The basis of the IGKNN method is the assignment of the feature subset in which the lowest error will be obtained for the used classifier. Thus, the IG method was selected for this purpose. This method is often used in data mining and artificial intelligence topics. IG can be expressed as the opposite of the Entropy concept. This criterion, which takes a value between “0” and “1”, shows how much value can be gained as a result of classification according to the given feature. The fact that the calculation is close to “1” is proof that the related feature plays an active role in the parsing of classes [39, 40]. In order to calculate the IG criterion, entropy for each class label must be calculated. Entropy, a measure of uncertainty in the system, was calculated using formula 4:

$$(T) = - \sum\nolimits_{i = 1}^{n} {P_{i} \log_{2} (P_{i} )}$$

(4)

P_i shows the probability that each class tag is contained in a data set with n class tags. Also, formula 5 was used to find IG ranging from “0” to “1”.

$$(x,T) = (T) - \sum\nolimits_{i = 1}^{n} {\frac{{\left| {T_{i} } \right|}}{\left| T \right|}H(T_{i} )}$$

(5)

In addition, T and x are the data set and class type to be calculated, respectively [39, 40]. Besides the feature elimination algorithm, KNN algorithm [41] was selected as the classifier for the classification process of the IGKNN hybrid system. In the KNN algorithm, Euclidean, Manhattan, and Minkowski functions have been tried in distance calculations. As a result of these trials, the best performance results were obtained with the Euclidean function. In addition, the k-parameter, which is the algorithm input, was tried from “1” to “20”, and the best result was achieved with a value of “1”. The classes of healthy and patient were labeled as 0 and 1, respectively. Each data was divided tenfold by the Stratified cross validation (CV) method. In this CV method, each fold has an approximately equal percent sample for each class.

Big-O notation is used for the computational complexity calculation of the proposed combined IGKNN approach. This notation is often used in computer science to refer to the worst case scenario of an algorithm [42]. The computational complexity calculation of the KNN algorithm used as a classifier is the same as the analysis system proposed in this study. The computational complexity of KNN is proportional to the number and dimensions of training data. Accordingly, assuming p is the number of sizes and m is the number of dimensions in training data, the computational complexity value of the proposed method is obtained as O(pm). A low value means that the algorithms respond quickly and take up less memory space. Since the KNN classification algorithm operates on the basis of “instance-based” [42], it needs more memory. This situation negatively affects the computational complexity value of the algorithm or the system and causes it to increase. If data with hundreds/thousands of dimensions are presented to the system in operations such as text classification, the computational complexity will increase. Consequently, poor classification performance will likely be achieved. Methods, such as feature selection/elimination and dimension reduction, are used to solve this problem, which is generally caused by the size of the data. In the proposed system in this study, IG was used as a feature analysis algorithm. In this way, the analysis of each feature of the samples was made directly. As a result, the computational complexity (O (pm)) of the proposed method can be reduced by changing the value of m.

Statistical evaluation processes

In expert systems designed with artificial intelligence algorithms, it is necessary to form a confusion matrix to reveal the number of true and false labeling obtained by automatic detection.
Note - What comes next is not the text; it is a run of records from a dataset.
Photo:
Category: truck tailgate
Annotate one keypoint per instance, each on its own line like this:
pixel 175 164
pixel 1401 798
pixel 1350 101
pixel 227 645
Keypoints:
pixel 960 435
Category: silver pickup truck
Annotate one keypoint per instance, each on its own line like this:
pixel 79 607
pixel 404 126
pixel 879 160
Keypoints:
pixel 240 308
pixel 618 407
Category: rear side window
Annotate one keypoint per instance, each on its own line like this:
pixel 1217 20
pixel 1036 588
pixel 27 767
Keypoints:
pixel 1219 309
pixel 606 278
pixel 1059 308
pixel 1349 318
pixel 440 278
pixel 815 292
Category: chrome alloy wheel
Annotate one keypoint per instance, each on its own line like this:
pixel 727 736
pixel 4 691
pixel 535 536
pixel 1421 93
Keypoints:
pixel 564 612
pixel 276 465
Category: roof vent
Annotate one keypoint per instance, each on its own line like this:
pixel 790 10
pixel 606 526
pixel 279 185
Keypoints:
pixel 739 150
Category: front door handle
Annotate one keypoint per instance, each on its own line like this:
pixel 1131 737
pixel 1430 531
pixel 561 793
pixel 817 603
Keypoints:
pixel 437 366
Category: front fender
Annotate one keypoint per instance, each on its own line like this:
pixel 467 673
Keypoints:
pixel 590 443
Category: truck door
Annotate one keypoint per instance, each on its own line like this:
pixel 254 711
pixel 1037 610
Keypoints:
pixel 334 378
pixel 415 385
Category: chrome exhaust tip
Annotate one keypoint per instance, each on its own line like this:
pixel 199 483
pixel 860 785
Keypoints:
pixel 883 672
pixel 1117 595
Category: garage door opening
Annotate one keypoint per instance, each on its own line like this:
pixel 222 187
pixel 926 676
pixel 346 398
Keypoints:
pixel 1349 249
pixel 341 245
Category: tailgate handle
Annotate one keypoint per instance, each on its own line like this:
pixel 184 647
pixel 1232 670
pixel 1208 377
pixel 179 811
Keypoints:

Various statistical criteria may be calculated using the number of labels specified in this matrix. In this study, statistically valid results were obtained using several criteria: True Positive rate (TP rate), also named as sensitivity or recall; False Positive rate (FP rate) F measure (F) Matthews Correlation Coefficient (MCC)classification accuracy rate (ACC); Precision (Prec) [43,44,45,46] and Cohen’s Kappa Coefficient (Kappa) [47]. Besides these statistical criteria, the values of receiver operating characteristic and precision-recall curves (ROC and PRC, respectively) [48] were computed.

Results

For this study, the attributes obtained from the audio signals of 252 subjects (188 PD patients and 64 healthy people) [21] were under physician supervision, the /a/ letter was repeated three times by these people and the data recording process was obtained. As a result, the total number of recordings was 756 (252 × 3).

In the first phase of the study, the analysis of the sub-feature sets of the TQWT feature group was started. This feature group consisted of 36 sub-bands, and 12 features were extracted from each sub-band, so 12 sub-feature groups were formed [21]. The tenfold stratified CV method was applied to create training-test data in all analysis processes after this stage. Initially, all of the 12 sub-feature sets were presented to KNN and IGKNN in order to compare the system performances. The results obtained for this comparison are given in Table 1.

Table 1 The best results for all of the 12 sub-feature sets of TQWT with KNN and IGKNN

Full size table

When Table 1 is examined, the success rate for KNN was obtained as 90.74% using all 432 sub-bands in total, while it was 94.97% for IGKNN using only 108 sub-bands. These results alone prove the superiority of the proposed combined IGKNN system. In addition, when the proposed system was used, a higher performance was obtained with less sub-band value by performing a feature analysis. This situation contributes to the reduction of the computational complexity of the system. In the next step, which of the 12 sub-feature sets was more effective was investigated. Thus, Table 2 shows the classification results for each of the 12 sub-feature sets of TQWT with the KNN algorithm. As shown in Table 2, the best statistical result among all groups was obtained with Log Energy entropy (LEE) sub-feature group. The ACC rate of this sub-feature group was calculated as 95.76% at maximum. Also, the values of ROC and PRC reached almost the 0.95 band with this sub-feature group, which was much closer to the perfect classification result. The LEE sub-feature group was followed by Std value and TKEO mean with 92.85% and 87.96% ACC rates, respectively.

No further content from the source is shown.